Generation Kill - Evan Wright [165]
When Colbert hears of the good news after watching the service from his Humvee in the distance, he cannot conceal his outrage. To him, religion is right up there with country music as an expression of collective idiocy. “Give me a break,” he says. “Marines getting baptized? This used to be a place of men with pure warrior spirit. Chaplains are a goddamn waste.”
But Colbert’s disgust this morning isn’t merely about religion. He and others in the platoon are annoyed by continued threats from Encino Man and Casey Kasem to punish Fick and Gunny Wynn for disobeying orders. Encino Man remains angry at Fick and Gunny Wynn for questioning his plan to call in an artillery strike nearly on top of their position at Ar Rifa. Since that episode, Fick and Gunny Wynn have persisted in questioning Encino Man’s orders, most recently in Baghdad when Fick declined to send a patrol out at night.
Casey Kasem has complained vociferously about the “lack of obedience to orders” displayed by the leaders of Second Platoon. “Their job is to execute whatever the commander tells them,” he’s fumed, “and they don’t.”
While following orders is at the heart of good military discipline, the men have no faith in the layer of command above Fick, starting with Encino Man and his loyal enlisted helper, Casey Kasem. “Those two incompetents are dangerous out here,” one of Colbert’s friends in the platoon says. “ ‘Obedience to orders’ to them means they don’t want to look bad to their commanders. They’re afraid to question orders. Fick and Gunny Wynn are great men because they have the courage to do the right thing.”
THE DEBATE over questioning orders from superiors becomes far less abstract the evening of April 22, at First Recon’s camp south of Baghdad. This night a battalion watch officer, whose job is to sit in for Lt. Col. Ferrando and, in effect, babysit the battalion when he’s indisposed, mistakenly issues an order for Marines to go out in the darkness and mark the location of a minefield by the highway north of the camp. The watch officer radios Capt. Patterson and asks him to send some of his men in Alpha to escort combat engineers on the mission.
The mines were discovered a few days earlier by Patterson’s men along the highway a kilometer north of the camp. Combat engineers have been removing mines all day, but hundreds remain. The watch officer erroneously believes there’s an order to mark the location of the remaining mines with chemlites. Patterson tells him that he must be mistaken. There’s a division-wide order banning Marines from operating in minefields at night. Besides, thousands of American military vehicles have passed by the mines in recent weeks without incident. The job can wait until morning, Patterson tells him, declining to execute the order.

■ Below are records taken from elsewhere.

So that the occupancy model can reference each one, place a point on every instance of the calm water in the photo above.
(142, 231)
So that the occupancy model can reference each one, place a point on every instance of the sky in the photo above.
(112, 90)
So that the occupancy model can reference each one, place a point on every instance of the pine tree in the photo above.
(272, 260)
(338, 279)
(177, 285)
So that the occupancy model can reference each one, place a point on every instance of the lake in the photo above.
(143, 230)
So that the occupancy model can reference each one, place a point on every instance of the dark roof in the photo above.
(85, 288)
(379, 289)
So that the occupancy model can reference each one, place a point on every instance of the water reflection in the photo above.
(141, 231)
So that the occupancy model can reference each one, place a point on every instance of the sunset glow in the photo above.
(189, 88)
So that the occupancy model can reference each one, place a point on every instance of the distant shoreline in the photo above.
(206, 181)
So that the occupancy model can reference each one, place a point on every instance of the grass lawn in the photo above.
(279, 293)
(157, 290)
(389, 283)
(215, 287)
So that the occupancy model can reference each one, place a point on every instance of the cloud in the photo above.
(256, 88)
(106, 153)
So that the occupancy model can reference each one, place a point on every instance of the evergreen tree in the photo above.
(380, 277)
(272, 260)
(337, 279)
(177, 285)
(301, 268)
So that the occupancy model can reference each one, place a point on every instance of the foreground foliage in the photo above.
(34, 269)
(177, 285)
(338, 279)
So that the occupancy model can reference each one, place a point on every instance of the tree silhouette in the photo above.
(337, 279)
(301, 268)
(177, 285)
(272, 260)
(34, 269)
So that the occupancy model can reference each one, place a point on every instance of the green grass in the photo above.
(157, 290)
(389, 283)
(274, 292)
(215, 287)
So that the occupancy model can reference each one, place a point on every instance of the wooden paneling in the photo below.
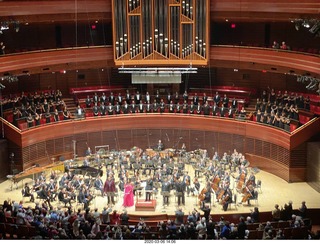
(124, 132)
(313, 166)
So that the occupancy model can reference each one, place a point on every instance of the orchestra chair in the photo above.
(258, 186)
(234, 202)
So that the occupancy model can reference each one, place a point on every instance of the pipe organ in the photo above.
(160, 32)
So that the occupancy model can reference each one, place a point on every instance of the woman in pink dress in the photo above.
(128, 199)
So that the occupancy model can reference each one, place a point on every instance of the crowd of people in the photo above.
(278, 109)
(128, 103)
(111, 224)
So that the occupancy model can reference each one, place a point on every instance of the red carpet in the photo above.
(142, 205)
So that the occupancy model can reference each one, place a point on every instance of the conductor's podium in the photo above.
(143, 205)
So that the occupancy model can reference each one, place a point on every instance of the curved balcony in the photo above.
(220, 56)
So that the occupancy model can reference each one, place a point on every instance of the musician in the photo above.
(225, 101)
(196, 187)
(119, 98)
(165, 188)
(110, 109)
(149, 188)
(162, 106)
(103, 98)
(185, 107)
(199, 109)
(98, 184)
(206, 211)
(217, 98)
(63, 197)
(26, 192)
(125, 108)
(206, 108)
(109, 189)
(160, 145)
(186, 179)
(141, 107)
(95, 110)
(180, 188)
(88, 101)
(137, 98)
(43, 194)
(250, 193)
(226, 199)
(117, 108)
(215, 109)
(148, 107)
(148, 99)
(30, 120)
(88, 151)
(192, 108)
(207, 195)
(112, 99)
(252, 179)
(84, 197)
(179, 216)
(155, 106)
(128, 97)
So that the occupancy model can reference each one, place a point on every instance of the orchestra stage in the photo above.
(274, 190)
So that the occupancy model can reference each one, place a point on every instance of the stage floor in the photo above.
(274, 190)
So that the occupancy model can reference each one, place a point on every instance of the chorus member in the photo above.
(110, 109)
(110, 189)
(128, 199)
(98, 184)
(165, 189)
(63, 197)
(112, 99)
(149, 188)
(180, 189)
(26, 192)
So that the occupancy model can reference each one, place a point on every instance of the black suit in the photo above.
(165, 188)
(149, 187)
(180, 188)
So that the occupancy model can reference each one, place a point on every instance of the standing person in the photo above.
(128, 200)
(180, 188)
(276, 213)
(303, 210)
(149, 188)
(110, 189)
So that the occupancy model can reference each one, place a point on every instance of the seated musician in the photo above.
(165, 190)
(98, 184)
(52, 190)
(250, 194)
(160, 146)
(186, 179)
(226, 199)
(196, 187)
(63, 197)
(43, 194)
(207, 195)
(149, 188)
(252, 179)
(84, 197)
(26, 192)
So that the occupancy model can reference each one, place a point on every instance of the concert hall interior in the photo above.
(153, 107)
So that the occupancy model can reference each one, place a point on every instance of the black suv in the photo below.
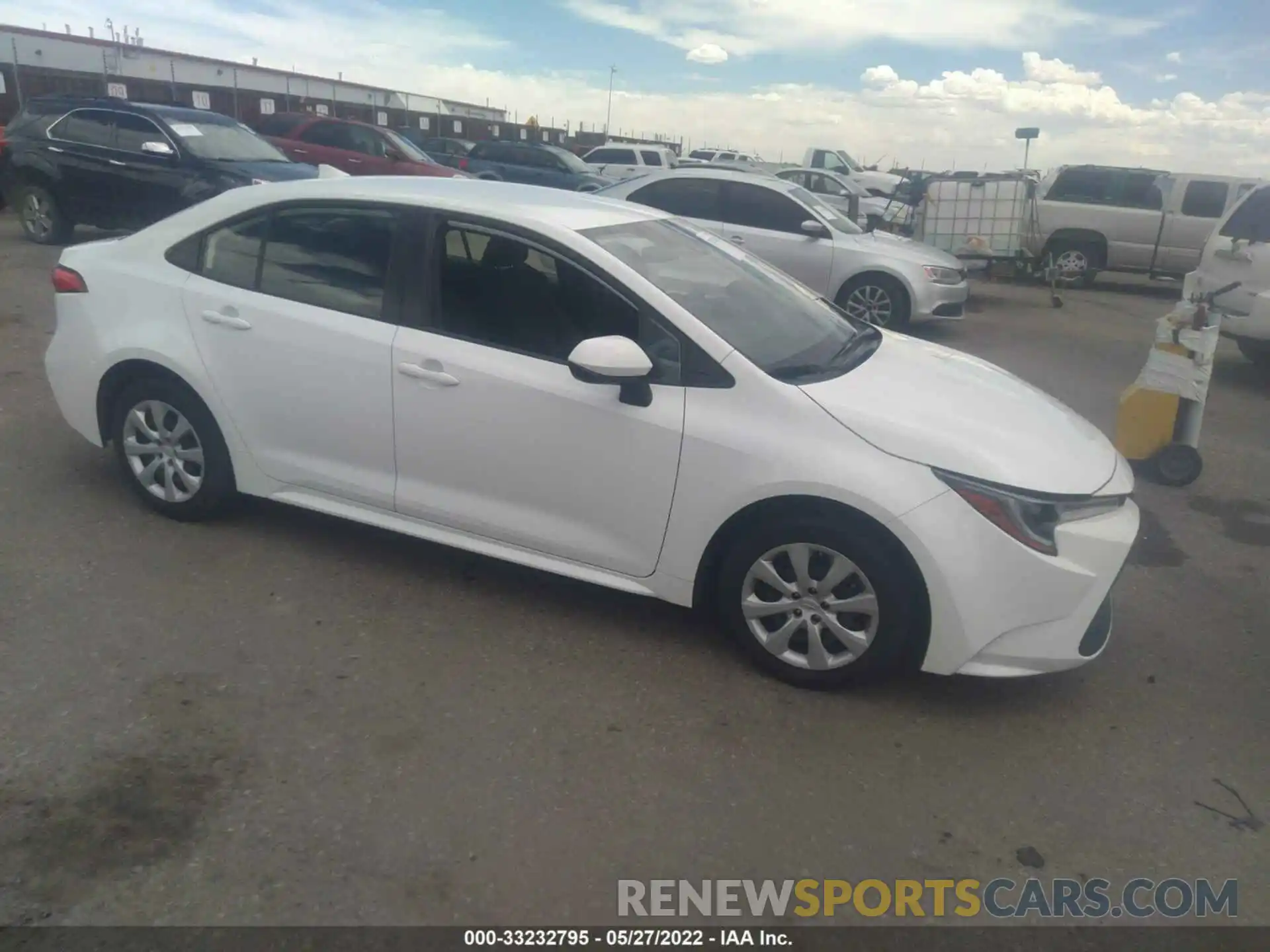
(66, 161)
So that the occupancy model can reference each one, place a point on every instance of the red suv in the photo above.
(355, 147)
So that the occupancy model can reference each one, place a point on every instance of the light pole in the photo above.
(613, 71)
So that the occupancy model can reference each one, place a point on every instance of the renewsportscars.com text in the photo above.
(1044, 899)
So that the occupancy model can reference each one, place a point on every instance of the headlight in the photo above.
(944, 276)
(1028, 517)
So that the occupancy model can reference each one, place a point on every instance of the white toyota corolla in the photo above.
(596, 389)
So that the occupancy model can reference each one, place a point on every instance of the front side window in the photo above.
(134, 131)
(757, 207)
(687, 197)
(1251, 220)
(225, 143)
(1206, 200)
(331, 258)
(511, 295)
(778, 324)
(87, 127)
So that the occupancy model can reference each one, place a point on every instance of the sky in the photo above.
(921, 83)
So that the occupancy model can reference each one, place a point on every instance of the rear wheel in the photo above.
(876, 299)
(820, 604)
(1078, 260)
(171, 450)
(42, 219)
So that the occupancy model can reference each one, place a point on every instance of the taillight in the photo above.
(67, 282)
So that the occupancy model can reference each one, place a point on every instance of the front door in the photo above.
(495, 437)
(299, 344)
(769, 223)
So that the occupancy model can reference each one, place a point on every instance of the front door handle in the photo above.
(432, 376)
(226, 320)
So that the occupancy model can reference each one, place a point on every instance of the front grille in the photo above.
(1099, 631)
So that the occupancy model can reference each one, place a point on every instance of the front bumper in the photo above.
(940, 301)
(1001, 610)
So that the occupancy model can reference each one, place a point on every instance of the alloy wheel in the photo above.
(810, 606)
(163, 451)
(870, 303)
(37, 216)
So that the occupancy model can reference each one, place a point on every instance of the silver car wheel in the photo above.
(872, 303)
(810, 606)
(1074, 260)
(37, 216)
(163, 451)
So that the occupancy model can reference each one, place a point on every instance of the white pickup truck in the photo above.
(882, 184)
(625, 160)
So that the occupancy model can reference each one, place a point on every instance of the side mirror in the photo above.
(615, 360)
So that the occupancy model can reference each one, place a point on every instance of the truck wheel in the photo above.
(1176, 465)
(1256, 350)
(1078, 260)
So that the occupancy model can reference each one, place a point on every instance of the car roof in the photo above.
(527, 206)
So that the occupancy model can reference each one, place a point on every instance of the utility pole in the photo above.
(609, 116)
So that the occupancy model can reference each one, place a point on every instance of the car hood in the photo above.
(269, 172)
(884, 243)
(947, 409)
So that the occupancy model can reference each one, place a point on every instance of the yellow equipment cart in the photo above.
(1160, 415)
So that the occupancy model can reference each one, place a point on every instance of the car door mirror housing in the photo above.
(615, 360)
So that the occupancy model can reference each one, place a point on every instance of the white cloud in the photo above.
(1057, 71)
(746, 27)
(708, 54)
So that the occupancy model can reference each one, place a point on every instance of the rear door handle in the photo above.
(226, 320)
(440, 377)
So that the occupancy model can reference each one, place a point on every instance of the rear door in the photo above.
(694, 198)
(1197, 206)
(769, 223)
(79, 145)
(292, 317)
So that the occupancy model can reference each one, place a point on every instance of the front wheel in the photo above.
(820, 604)
(42, 218)
(876, 299)
(171, 450)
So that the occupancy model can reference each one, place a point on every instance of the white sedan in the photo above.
(599, 390)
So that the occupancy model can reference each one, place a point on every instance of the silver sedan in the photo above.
(873, 276)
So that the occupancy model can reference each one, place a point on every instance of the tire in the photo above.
(41, 216)
(865, 296)
(1176, 465)
(879, 571)
(1078, 260)
(198, 491)
(1256, 350)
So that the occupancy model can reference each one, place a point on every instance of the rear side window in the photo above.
(1206, 200)
(757, 207)
(88, 127)
(1251, 220)
(690, 198)
(232, 254)
(329, 258)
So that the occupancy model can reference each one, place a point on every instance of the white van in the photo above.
(1238, 249)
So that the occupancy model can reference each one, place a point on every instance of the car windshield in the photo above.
(831, 216)
(408, 149)
(225, 143)
(778, 324)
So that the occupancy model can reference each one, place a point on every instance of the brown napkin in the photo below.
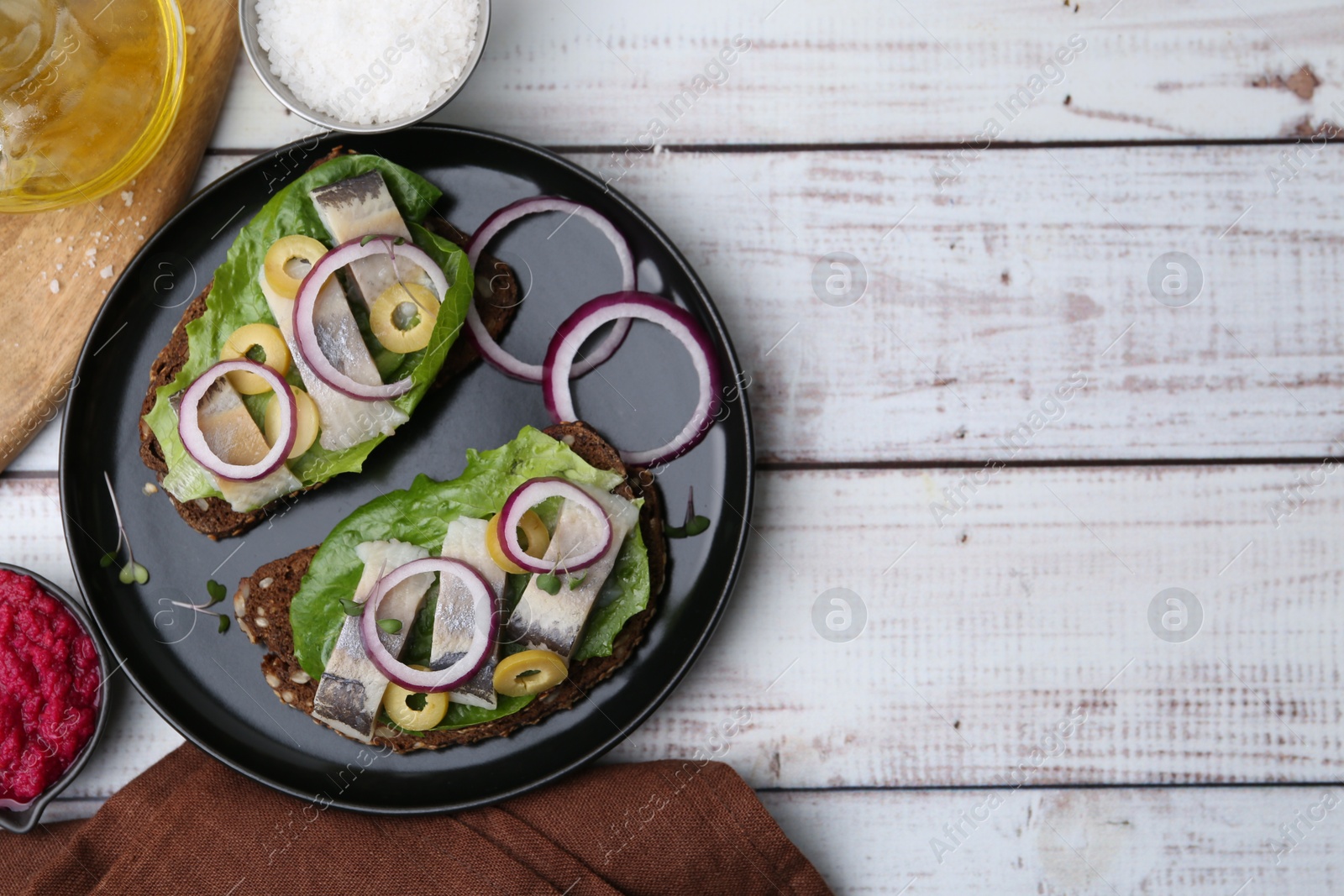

But the watch officer persists. He radios Encino Man and asks him to send Marines out in the dark to mark the minefield. Encino Man promises to push Marines out immediately. He later tells me, “I didn’t want to send Marines out there, but the watch officer is the voice of the battalion commander [Ferrando]. I couldn’t say no.”
The operation gets into full swing when Encino Man contacts Captain America and issues the command for his men to accompany three engineers into the minefield. In the wake of the episode in which Captain America taunted an EPW with his bayonet, he was reinstated to command of his platoon following a brief suspension but is still awaiting final disposition on possible disciplinary action from Ferrando. The enlisted men, Kocher and Redman, were cleared of wrongdoing in that matter, and Captain America now orders their team and another to transport the engineers up the road to the minefield.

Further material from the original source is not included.